The program was unique in that the Sheenas were at the school for an entire week, not only presenting but also working in the playground, carving a welcome sign for the soon-to-come community garden. Students were able to come out every recess and lunchtime to watch Gerry Sheena carve and listen to Matthew Sheena drum, and additional Q&As took place organically. Teachers had the opportunity to bring their classes out to watch the carving take place firsthand.
“Having an Indigenous carver join our VTT community for one whole week has helped us to organically elevate Indigenous education and ensure that our students are engaging in meaningful learning about the Indigenous peoples and their traditions. We are honoured to have Gerry and Matthew Sheena join us from the Interior Salish Nation as we find ways to recognize National Indigenous History Month now and moving into the future,” said Emily Greenberg, VTT head of school.
Gerry Sheena shared how he got started in carving, his love for art and his happiness when creating totem poles, masks, paddles and many other ceremonial carvings. Matthew Sheena is a passionate drummer and graced the school with his drumming and singing of a Squamish Nation song, “Snowbird,” acknowledging the land and sending a powerful message to love and to lead “through your heart, spread love to others around you and to be kind.”
Among the many lessons learned from the week were:
• The power of passing on knowledge through storytelling.
• The connection to the land being the foundation of Indigenous ways of knowing and practices. The land, plants, animals and sky are all teachers, and taking care of the land and everything living is of utmost importance.

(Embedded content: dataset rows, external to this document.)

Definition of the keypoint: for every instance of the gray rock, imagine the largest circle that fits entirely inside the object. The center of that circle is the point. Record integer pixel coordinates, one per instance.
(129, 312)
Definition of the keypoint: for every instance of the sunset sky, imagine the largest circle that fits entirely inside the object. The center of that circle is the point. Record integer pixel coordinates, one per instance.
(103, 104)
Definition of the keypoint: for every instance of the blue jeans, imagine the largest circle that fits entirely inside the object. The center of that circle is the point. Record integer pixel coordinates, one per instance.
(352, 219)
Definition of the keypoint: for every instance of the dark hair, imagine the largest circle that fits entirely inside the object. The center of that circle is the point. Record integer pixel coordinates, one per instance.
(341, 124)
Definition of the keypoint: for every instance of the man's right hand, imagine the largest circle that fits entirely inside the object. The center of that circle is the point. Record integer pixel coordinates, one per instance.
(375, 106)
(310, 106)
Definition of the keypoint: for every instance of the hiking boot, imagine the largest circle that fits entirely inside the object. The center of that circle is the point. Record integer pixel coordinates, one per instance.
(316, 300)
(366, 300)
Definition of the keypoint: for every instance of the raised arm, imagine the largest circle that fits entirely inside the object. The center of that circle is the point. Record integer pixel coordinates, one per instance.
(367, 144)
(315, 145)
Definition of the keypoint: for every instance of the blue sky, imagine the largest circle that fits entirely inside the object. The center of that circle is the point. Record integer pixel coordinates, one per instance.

• Honouring language. The Sheenas taught students how to say thank you, and the importance of respecting elders and cherishing their roots.
• Older students had questions about residential schools that the Sheenas approached in a gentle and meaningful way.
• Matthew Sheena spoke to the students about always reaching for the stars, never giving up no matter what life throws at you, and being the best you can be every single day. Also, he encouraged them never to give up on art, drawing, singing and dancing – and to do things that bring them joy and will help them tell a story. He said his favourite tool when carving is a pencil and spoke about the power of the pencil to create.
VTT was so grateful to spend time with Gerry and Matthew Sheena, both of whom inspired students and faculty through their presentations. The themes of building community, recognizing that everyone can be a potential source of inspiration and knowledge, and fostering respect by encouraging students to speak honestly, listen to one another, be active in problem-solving, take care of the land and value their surroundings were a few of the key takeaways from the week.
VTT aims to grow in the area of Indigenous education and make links to Jewish history, cultures and traditions, as the Sheenas’ presentations revealed that there are many similarities. The week’s activites and interactions left students with more knowledge and understanding of First Nations peoples, and it is hoped that students will continue to reflect upon questions like, What do I know about Indigenous education and First Nations communities? How can I contribute to changing the world we live in by storytelling and passing on knowledge? How can I learn more about Canada’s relationship with Indigenous people? How can I build meaningful relationships? How can I protect the world we live in; the land, animals and people? and What connections does First Nations education have to Jewish education?
Jessie Claudio is director of learning and innovation at Vancouver Talmud Torah.